Page 1 of 1

Occasional scheduled backup failures.

Posted: Thu Jul 27, 2017 1:28 pm
by yo_marc
Hi all,

I have a couple of Nagios XI servers that experience intermittent / occasional backup failures.

The only thing I see in the scheduledbackups.log during one of these runs is:

07-27-2017 00:30:02 DEBUG: Running scheduled local backup ...
07-27-2017 00:30:02 INFO: Creating a local backup: nagiosxi.1501129802
07-27-2017 00:30:02 DEBUG: Sending create local backup command to CmdSubsystem

I have enabled additional logging in the actual backup_xi.sh script to help debug things. When this issue happens, it seems the backup_xi.sh script never gets called; so I presume there is an issue with the handoff from the scheduler to the CmdSubsystem.

CmdSubsystem logs seem to rotate out frequently, so I have not see anything logged there...

Any ideas?

Thanks!

Nagios XI 5.4.3
Backups scheduled using the XI scheduler for 00:30 each night. (Admin -> System Backups -> Scheduled Backups)
Backups running under the "Local" tab, and writing to an NFS share mounted on the XI server.

Re: Occasional scheduled backup failures.

Posted: Thu Jul 27, 2017 2:04 pm
by lmiltchev
Start a running tail on the cmdsubsys.log

Code: Select all

tail -f /usr/local/nagiosxi/var/cmdsubsys.log
then schedule a new local backup a few minutes in the future (Admin > Scheduled Backups > Local), and watch the log. When the backup process stops, stop the tail (ctrl + c), copy/paste the output on the forum.

Re: Occasional scheduled backup failures.

Posted: Thu Jul 27, 2017 2:16 pm
by yo_marc
Thanks!

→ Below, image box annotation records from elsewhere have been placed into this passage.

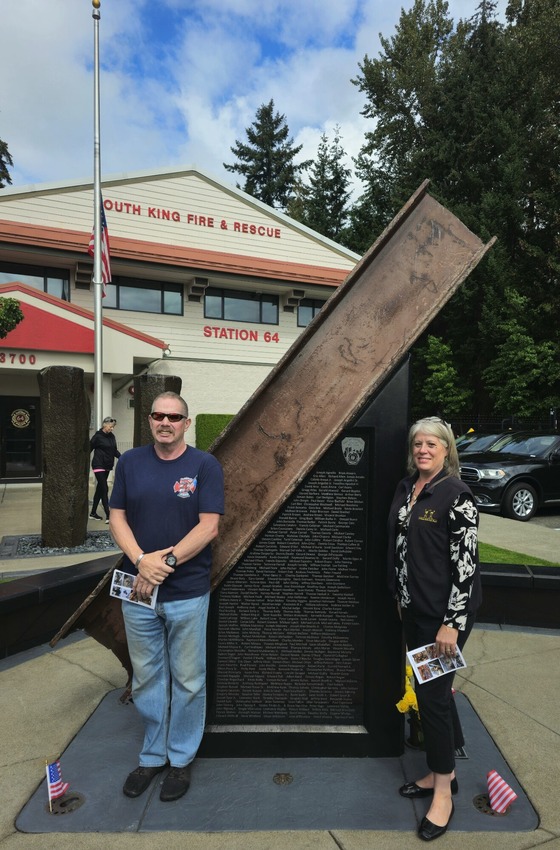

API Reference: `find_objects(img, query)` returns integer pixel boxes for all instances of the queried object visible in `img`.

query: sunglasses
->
[150,410,189,422]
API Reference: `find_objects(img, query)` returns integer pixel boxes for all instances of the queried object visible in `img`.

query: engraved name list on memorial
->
[215,442,367,725]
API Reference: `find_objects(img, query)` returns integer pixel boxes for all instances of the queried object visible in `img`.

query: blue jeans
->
[122,593,210,767]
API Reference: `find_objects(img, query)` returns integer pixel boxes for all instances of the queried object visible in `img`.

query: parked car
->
[459,431,560,522]
[455,431,511,455]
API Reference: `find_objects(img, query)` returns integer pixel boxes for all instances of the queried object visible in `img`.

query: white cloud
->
[0,0,498,185]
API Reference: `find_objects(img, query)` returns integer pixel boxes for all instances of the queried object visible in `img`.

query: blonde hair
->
[407,416,461,478]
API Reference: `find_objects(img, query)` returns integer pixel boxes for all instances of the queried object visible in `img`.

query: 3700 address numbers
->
[0,351,37,366]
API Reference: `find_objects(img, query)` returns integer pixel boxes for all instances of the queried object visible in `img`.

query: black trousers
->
[402,608,474,773]
[91,469,109,519]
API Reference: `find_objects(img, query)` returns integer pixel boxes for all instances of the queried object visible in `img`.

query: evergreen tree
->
[352,0,560,418]
[288,126,352,242]
[224,100,311,209]
[0,298,24,339]
[0,139,14,189]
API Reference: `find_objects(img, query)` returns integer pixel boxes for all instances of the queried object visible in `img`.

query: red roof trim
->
[0,282,167,351]
[0,220,350,286]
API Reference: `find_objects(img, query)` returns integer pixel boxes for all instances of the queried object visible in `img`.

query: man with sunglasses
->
[110,392,224,802]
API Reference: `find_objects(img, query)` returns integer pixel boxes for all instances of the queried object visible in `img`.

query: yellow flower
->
[396,664,418,714]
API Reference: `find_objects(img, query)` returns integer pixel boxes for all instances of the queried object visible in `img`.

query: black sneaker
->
[123,764,165,797]
[159,764,191,803]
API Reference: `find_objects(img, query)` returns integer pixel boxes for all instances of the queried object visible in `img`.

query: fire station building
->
[0,169,359,483]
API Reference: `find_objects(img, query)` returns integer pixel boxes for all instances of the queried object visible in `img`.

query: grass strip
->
[478,543,560,567]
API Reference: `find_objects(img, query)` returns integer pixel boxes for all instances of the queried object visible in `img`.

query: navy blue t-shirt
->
[110,445,224,602]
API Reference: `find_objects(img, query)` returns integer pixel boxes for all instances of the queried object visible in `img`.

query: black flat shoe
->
[123,764,166,797]
[418,800,455,841]
[399,777,459,800]
[159,764,191,803]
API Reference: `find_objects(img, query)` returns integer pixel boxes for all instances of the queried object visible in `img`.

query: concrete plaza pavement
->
[0,487,560,850]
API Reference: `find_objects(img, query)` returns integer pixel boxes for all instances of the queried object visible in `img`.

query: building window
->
[103,275,183,316]
[0,263,70,301]
[298,298,325,328]
[204,286,279,325]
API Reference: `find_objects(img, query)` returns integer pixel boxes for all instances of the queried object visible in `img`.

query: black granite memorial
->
[200,364,408,757]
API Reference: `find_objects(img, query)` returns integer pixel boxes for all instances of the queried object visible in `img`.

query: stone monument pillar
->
[134,375,182,446]
[38,366,90,549]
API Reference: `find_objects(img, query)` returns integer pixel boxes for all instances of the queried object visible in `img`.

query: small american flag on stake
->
[47,759,70,810]
[88,198,111,298]
[487,770,517,815]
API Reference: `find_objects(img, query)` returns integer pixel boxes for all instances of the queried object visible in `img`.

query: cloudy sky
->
[0,0,506,192]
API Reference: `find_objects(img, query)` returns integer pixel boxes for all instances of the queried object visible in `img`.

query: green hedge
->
[196,413,234,452]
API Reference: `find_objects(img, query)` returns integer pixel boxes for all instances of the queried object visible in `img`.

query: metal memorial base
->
[16,690,538,834]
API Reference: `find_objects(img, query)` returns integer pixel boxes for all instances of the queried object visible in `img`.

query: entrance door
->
[0,396,41,481]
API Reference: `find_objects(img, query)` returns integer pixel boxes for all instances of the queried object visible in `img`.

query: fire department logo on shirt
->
[173,478,197,499]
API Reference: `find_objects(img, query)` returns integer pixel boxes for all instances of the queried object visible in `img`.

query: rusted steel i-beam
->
[211,181,495,587]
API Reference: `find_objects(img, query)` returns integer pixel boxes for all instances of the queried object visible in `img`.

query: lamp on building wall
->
[187,277,210,303]
[281,289,305,313]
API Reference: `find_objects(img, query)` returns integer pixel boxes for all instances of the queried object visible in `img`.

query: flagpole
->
[92,0,103,430]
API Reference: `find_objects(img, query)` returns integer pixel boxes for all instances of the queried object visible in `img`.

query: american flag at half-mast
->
[88,198,111,298]
[487,770,517,815]
[47,759,70,802]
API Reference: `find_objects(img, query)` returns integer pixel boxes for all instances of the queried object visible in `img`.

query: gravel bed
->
[16,531,118,558]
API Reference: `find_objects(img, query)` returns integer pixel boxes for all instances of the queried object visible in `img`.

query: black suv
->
[459,431,560,522]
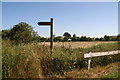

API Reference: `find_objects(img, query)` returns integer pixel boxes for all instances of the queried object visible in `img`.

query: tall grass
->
[2,41,120,78]
[2,41,47,78]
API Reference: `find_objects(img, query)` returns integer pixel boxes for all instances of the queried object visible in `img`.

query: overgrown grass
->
[2,41,120,78]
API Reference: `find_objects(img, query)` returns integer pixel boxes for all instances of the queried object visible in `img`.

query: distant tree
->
[80,36,86,41]
[63,32,71,38]
[73,34,76,37]
[2,30,10,39]
[104,35,110,41]
[9,22,38,44]
[54,36,63,42]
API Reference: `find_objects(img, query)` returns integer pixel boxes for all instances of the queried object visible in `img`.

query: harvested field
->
[40,41,117,48]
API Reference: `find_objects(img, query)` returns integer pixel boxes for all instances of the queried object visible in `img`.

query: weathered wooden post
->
[50,18,53,54]
[38,18,53,54]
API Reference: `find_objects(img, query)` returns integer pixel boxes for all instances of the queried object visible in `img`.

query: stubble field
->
[39,41,117,49]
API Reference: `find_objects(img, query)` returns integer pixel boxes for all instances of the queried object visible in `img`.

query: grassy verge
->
[2,41,120,78]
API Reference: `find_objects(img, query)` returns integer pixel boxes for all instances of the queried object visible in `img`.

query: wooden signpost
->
[38,18,53,54]
[84,50,120,70]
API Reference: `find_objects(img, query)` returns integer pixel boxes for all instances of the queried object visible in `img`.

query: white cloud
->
[1,0,120,2]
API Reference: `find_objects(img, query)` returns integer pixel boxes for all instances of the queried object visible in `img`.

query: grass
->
[2,41,119,78]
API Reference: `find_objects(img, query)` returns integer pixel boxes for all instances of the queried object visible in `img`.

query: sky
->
[2,2,118,37]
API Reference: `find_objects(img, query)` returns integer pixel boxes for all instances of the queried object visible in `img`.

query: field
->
[39,41,116,49]
[2,41,120,78]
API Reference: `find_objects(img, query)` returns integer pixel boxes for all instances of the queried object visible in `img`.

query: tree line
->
[0,22,120,44]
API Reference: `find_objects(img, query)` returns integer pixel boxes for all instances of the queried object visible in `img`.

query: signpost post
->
[38,18,53,54]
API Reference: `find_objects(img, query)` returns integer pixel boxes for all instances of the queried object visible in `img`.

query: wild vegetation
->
[2,40,120,78]
[1,22,120,78]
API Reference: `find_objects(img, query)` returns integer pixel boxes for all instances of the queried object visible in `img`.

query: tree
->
[9,22,37,44]
[73,34,76,37]
[104,35,110,41]
[63,32,71,38]
[2,30,10,39]
[80,36,86,41]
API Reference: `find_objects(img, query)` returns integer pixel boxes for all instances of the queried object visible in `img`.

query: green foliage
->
[2,40,120,78]
[2,41,43,78]
[9,22,37,44]
[2,30,10,39]
[63,32,71,38]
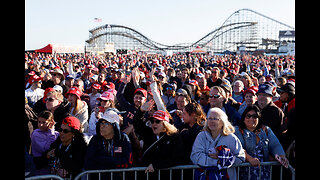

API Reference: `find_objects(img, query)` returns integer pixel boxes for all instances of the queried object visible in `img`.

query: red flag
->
[94,18,102,22]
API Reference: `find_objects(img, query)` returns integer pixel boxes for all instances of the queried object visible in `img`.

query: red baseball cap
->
[62,116,80,131]
[134,88,148,97]
[97,91,114,101]
[92,83,101,90]
[106,82,116,89]
[152,110,169,122]
[65,86,82,99]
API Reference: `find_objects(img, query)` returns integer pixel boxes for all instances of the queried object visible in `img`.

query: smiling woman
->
[235,105,288,179]
[190,107,245,179]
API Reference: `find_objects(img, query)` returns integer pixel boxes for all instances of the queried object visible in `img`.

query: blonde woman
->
[190,107,245,179]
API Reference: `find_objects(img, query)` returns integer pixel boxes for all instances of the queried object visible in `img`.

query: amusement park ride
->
[85,9,295,53]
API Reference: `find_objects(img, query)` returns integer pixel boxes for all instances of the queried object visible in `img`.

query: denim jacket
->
[234,126,285,161]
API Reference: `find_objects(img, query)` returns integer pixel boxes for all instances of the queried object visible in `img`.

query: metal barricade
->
[25,174,64,180]
[75,161,295,180]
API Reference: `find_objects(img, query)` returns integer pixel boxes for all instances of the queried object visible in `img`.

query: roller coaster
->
[85,9,295,53]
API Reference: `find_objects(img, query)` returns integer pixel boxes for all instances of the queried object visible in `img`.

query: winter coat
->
[190,131,245,179]
[142,133,184,170]
[46,134,87,179]
[235,126,285,161]
[70,101,89,133]
[84,120,132,170]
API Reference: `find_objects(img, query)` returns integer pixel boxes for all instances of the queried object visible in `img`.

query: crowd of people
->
[25,52,295,179]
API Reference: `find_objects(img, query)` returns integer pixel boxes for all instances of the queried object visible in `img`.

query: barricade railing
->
[75,161,295,180]
[25,174,64,180]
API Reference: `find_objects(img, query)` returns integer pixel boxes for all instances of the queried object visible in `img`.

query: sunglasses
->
[209,94,220,99]
[207,117,220,121]
[150,119,161,124]
[45,98,55,102]
[100,122,111,126]
[57,128,71,134]
[246,114,259,119]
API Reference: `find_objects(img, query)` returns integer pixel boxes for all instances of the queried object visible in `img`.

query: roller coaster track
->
[86,9,294,51]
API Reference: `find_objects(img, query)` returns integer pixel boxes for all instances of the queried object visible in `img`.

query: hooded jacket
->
[84,119,132,170]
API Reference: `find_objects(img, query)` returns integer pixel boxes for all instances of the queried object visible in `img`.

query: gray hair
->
[203,107,235,136]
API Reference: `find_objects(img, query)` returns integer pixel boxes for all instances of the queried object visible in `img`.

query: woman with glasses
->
[190,108,245,179]
[84,110,132,179]
[235,105,288,179]
[46,116,87,179]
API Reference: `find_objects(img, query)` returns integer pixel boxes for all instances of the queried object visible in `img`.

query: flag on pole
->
[94,18,102,22]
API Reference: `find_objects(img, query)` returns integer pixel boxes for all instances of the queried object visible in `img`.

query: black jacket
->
[179,123,203,164]
[45,135,87,179]
[142,133,184,169]
[84,120,132,170]
[117,83,140,129]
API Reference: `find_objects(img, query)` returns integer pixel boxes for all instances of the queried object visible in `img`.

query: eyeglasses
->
[209,94,220,99]
[246,114,259,119]
[207,117,221,121]
[100,121,111,126]
[45,97,55,102]
[57,128,71,134]
[150,119,161,124]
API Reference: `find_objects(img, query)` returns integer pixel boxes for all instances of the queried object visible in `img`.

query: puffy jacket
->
[84,120,132,170]
[190,131,245,179]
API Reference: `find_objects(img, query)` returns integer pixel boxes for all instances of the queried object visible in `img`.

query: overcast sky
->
[25,0,295,50]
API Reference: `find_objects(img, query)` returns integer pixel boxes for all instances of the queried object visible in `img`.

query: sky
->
[25,0,295,50]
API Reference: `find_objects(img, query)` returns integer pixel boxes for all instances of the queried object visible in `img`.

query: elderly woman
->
[47,116,87,179]
[235,105,288,179]
[190,108,245,179]
[84,110,132,179]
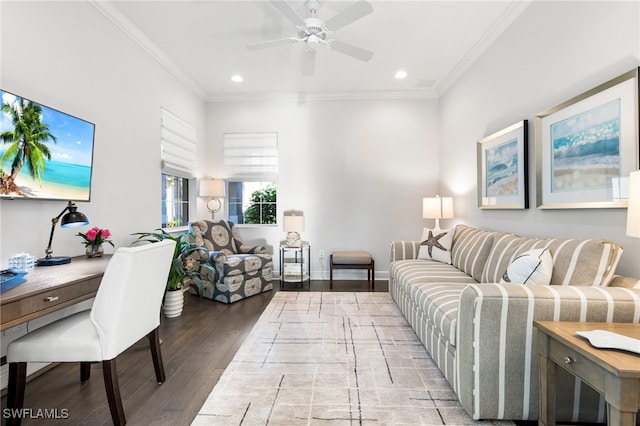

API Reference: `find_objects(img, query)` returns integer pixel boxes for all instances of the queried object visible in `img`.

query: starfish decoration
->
[420,231,447,258]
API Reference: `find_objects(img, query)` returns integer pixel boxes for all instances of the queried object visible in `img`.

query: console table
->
[0,255,111,331]
[534,321,640,426]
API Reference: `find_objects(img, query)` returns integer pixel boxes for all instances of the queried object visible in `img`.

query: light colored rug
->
[193,291,513,426]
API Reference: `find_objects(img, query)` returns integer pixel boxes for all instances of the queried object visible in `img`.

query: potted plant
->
[132,228,210,318]
[76,226,114,257]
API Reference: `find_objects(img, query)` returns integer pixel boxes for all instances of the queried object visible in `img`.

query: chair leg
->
[147,327,166,383]
[371,259,376,291]
[329,255,333,290]
[80,362,91,383]
[7,362,27,426]
[102,358,127,426]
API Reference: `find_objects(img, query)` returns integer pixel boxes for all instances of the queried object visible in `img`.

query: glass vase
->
[85,244,104,258]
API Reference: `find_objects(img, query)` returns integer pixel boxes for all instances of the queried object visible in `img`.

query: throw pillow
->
[418,228,453,263]
[500,249,553,285]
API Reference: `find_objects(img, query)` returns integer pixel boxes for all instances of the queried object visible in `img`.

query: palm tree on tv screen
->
[0,98,56,193]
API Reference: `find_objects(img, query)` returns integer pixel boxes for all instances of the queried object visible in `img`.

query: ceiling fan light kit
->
[247,0,373,76]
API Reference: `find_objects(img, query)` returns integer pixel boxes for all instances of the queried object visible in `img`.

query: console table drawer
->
[549,334,605,392]
[0,277,102,328]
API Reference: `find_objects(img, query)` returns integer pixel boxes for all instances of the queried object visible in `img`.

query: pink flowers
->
[77,226,113,247]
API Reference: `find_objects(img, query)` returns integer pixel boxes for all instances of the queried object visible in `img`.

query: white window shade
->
[224,133,278,181]
[160,108,197,178]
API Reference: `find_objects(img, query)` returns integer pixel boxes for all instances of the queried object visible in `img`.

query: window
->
[224,133,278,225]
[162,173,189,228]
[160,108,197,228]
[227,181,277,225]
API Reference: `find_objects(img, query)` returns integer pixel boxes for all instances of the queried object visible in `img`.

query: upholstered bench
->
[329,251,376,291]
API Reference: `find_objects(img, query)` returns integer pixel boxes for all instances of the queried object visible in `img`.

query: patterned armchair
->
[189,220,273,303]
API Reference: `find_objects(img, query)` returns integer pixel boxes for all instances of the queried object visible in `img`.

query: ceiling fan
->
[247,0,373,76]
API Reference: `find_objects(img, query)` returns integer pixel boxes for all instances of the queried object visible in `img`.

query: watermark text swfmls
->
[2,408,69,420]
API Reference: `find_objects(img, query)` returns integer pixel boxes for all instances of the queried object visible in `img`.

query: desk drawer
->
[549,340,606,392]
[0,278,102,327]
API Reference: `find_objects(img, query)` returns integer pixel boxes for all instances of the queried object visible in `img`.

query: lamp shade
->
[422,196,453,219]
[282,216,304,232]
[199,179,225,197]
[627,171,640,238]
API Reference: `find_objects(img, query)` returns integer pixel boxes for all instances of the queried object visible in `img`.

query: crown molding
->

Will try to capture the issue happening.

Re: Occasional scheduled backup failures.

Posted: Thu Jul 27, 2017 2:59 pm
by lmiltchev
Sure, let us know how it went. We will keep the thread open.

Re: Occasional scheduled backup failures.

Posted: Thu Jul 27, 2017 3:09 pm
by yo_marc
Was able to reproduce after a couple of tries. A pattern I noticed - could be coincidence - but out of the four backups I ran I'd get a good one, then failure, then good one, then failure. I stopped at that point. Here is one of the failures -- not much to show:

* Backup scheduled for 3:45pm local time.


* Tail of cmdsubsys.log:

[root@my_xi_server var]# date ; tail -f cmdsubsys.log
Thu Jul 27 15:43:05 EDT 2017
....
PROCESSED 0 COMMANDS
tail: cmdsubsys.log: file truncated
............................................................tail: cmdsubsys.log: file truncated
.
PROCESSED 0 COMMANDS
tail: cmdsubsys.log: file truncated
............................................................tail: cmdsubsys.log: file truncated
.
PROCESSED 0 COMMANDS
^C
[root@my_xi_server var]# date
Thu Jul 27 15:47:47 EDT 2017


* Tail of scheduledbackups.log:

07-27-2017 15:45:01 DEBUG: Running scheduled local backup ...
07-27-2017 15:45:01 INFO: Creating a local backup: nagiosxi.1501184701
07-27-2017 15:45:01 DEBUG: Sending create local backup command to CmdSubsystem

Re: Occasional scheduled backup failures.

Posted: Thu Jul 27, 2017 4:49 pm
by dwhitfield
There were some fixes to the inits related to this in 5.4.4. Are you able to upgrade? The current is 5.4.7, so I'd suggest that.

Either after an upgrade (assuming you still have an issue), or if you can't upgrade, can you PM me your Profile? You can download it by going to Admin > System Config > System Profile and click the ***Download Profile*** button towards the top. If for whatever reason you *cannot* download the profile, please put the output of View System Info (5.3.4+, Show Profile if older) in the thread (that will at least get us some info). This will give us access to many of the logs we would otherwise ask for individually. If security is a concern, you can unzip the profile take out what you like, and then zip it up again. We may end up needing something you remove, but we can ask for that specifically.

After you PM the profile, please update this thread. Updating this thread is the only way for it to show back up on our dashboard.

Re: Occasional scheduled backup failures.

Posted: Mon Jul 31, 2017 3:16 pm
by yo_marc
Thanks for the info regarding 5.4.4 -- I didn't realize there were updates that may fix things. I would like to upgrade the instances before proceeding -- it just may take us a bit (ie: weeks) before we can get that done. I am ok to close this out and I can re-address it if there are still issues after upgrading.

Re: Occasional scheduled backup failures.

Posted: Tue Aug 01, 2017 11:30 am
by dwhitfield
We can leave it open for you. Specifically the init updates will be of interest. Please be aware that any hardening may cause the inits to not be upgraded so you may want to copy the nagios inits and then diff them after the upgrade to make sure it actually went through.